With about $530,000 in available cash, Trivedi was only $320,000 behind Gerlach in July, one of the state's smallest deficits for a competitive challenger, according to FEC reports.

But Gerlach, a scrappy and effective campaigner, has fended off credible challenges in almost every election since he took office. He's already on the offensive.

"Whether it's cap-and-trade, his support of failed alternative energy, the takeover of health care, [Trivedi] is promoting the problem," Gerlach spokesman Vince Galko said of the challenger.

Republican Rep.

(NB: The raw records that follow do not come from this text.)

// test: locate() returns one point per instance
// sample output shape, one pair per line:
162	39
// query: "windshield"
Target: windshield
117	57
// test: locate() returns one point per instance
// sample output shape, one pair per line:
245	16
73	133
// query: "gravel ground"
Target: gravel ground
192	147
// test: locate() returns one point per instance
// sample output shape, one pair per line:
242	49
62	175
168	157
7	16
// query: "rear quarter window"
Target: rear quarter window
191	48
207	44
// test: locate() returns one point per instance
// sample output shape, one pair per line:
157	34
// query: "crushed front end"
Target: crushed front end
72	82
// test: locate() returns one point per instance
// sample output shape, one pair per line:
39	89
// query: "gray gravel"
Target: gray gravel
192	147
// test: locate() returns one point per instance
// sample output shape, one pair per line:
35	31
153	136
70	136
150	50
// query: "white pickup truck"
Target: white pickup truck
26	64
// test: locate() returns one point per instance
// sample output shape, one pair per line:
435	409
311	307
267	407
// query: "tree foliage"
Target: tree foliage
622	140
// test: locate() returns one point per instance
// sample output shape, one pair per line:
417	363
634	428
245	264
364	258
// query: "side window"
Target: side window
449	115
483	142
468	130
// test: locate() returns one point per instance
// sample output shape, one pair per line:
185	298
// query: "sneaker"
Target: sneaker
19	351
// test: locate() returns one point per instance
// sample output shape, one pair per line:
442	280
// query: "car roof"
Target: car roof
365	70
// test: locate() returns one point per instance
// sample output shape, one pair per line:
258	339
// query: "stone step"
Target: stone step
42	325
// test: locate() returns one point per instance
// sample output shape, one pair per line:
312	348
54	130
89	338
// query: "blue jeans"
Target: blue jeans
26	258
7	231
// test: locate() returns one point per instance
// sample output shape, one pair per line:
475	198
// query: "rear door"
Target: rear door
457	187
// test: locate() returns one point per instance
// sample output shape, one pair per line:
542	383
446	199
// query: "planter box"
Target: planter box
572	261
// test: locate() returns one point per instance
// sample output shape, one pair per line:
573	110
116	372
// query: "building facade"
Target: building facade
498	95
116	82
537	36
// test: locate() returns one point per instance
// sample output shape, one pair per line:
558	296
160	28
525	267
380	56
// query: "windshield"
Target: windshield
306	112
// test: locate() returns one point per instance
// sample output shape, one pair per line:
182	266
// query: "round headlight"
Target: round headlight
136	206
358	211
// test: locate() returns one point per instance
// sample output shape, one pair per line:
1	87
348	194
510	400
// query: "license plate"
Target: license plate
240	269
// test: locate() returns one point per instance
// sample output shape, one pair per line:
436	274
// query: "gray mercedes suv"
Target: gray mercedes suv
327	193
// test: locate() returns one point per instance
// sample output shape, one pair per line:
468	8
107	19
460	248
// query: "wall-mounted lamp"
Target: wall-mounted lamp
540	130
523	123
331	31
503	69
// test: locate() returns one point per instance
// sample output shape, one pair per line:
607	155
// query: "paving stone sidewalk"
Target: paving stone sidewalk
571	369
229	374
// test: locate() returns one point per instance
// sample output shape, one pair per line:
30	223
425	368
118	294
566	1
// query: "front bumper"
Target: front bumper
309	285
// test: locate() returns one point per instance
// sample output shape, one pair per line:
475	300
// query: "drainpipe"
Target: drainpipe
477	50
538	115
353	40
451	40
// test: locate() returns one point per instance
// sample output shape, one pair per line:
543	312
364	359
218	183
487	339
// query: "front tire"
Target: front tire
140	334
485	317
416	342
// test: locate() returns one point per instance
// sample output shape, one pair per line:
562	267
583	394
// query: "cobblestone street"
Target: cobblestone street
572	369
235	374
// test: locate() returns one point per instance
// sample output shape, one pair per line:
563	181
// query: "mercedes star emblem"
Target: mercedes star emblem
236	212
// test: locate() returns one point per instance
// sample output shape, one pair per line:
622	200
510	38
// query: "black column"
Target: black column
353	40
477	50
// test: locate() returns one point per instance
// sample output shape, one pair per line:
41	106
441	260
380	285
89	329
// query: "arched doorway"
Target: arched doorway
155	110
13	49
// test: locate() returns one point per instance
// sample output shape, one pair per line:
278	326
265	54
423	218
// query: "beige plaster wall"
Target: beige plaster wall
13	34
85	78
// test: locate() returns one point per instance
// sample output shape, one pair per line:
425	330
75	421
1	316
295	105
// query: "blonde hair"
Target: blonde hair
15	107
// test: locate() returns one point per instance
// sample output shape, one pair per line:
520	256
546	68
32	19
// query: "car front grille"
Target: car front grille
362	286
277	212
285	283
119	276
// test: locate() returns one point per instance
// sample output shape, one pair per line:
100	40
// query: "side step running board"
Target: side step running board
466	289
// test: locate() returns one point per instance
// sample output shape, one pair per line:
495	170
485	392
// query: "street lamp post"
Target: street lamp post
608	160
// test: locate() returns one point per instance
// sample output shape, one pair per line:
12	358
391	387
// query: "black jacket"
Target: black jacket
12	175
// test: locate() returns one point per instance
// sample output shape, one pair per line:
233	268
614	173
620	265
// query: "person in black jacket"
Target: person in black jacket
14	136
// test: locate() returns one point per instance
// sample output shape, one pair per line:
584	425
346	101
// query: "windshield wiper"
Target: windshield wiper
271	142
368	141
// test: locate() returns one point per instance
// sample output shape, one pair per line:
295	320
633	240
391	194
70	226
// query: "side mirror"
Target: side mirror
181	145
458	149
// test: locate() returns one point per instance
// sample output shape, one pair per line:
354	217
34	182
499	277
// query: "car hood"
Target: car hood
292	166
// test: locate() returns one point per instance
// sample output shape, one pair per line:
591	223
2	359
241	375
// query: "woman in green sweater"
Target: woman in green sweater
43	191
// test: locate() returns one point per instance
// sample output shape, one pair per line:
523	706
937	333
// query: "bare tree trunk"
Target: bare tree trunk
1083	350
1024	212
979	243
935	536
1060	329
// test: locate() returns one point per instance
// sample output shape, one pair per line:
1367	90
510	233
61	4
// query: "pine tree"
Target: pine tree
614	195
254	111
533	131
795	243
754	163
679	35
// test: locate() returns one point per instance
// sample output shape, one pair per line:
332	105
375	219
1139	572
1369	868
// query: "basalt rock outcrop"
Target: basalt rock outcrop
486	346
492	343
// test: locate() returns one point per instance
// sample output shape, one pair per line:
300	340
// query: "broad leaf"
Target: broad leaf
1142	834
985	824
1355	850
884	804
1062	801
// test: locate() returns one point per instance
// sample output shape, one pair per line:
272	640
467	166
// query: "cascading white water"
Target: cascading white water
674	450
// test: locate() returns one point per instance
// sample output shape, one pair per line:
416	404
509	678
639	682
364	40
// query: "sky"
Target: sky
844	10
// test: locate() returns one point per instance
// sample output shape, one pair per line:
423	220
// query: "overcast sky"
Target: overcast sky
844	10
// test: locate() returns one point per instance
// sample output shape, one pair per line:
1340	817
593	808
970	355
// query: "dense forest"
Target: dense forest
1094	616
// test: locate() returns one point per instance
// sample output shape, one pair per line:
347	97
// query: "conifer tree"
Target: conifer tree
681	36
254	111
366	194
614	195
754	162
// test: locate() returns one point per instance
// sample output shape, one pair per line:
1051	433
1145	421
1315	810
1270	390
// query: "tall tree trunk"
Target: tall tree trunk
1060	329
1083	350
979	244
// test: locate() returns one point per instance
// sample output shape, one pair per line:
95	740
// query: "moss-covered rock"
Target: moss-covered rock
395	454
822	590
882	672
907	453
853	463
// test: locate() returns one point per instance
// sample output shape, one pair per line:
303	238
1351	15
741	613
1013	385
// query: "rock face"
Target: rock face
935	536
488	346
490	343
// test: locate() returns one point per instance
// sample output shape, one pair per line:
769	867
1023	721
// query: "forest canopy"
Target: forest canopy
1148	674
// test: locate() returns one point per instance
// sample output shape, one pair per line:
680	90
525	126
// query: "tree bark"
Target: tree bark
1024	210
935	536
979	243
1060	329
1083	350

Pat Meehan has also drawn a credible threat from Radnor resident George Badey, a high-powered lawyer known locally for helping to lead the Save the Mummers group.

But some observers have written off the race because Badey has performed poorly in fundraising and is not expected to get as much support from the national party as Boockvar and Trivedi.

Redistricting turned the compact Main Line seat into a bizarrely shaped GOP-friendly district covering slices of Montgomery, Delaware, Chester, Berks and Lancaster counties.

The only suburban incumbent considered totally safe is also the lone Democrat: Rep. Allyson Schwartz, who represents a heavily Democratic seat in Montgomery County and Northeast Philadelphia.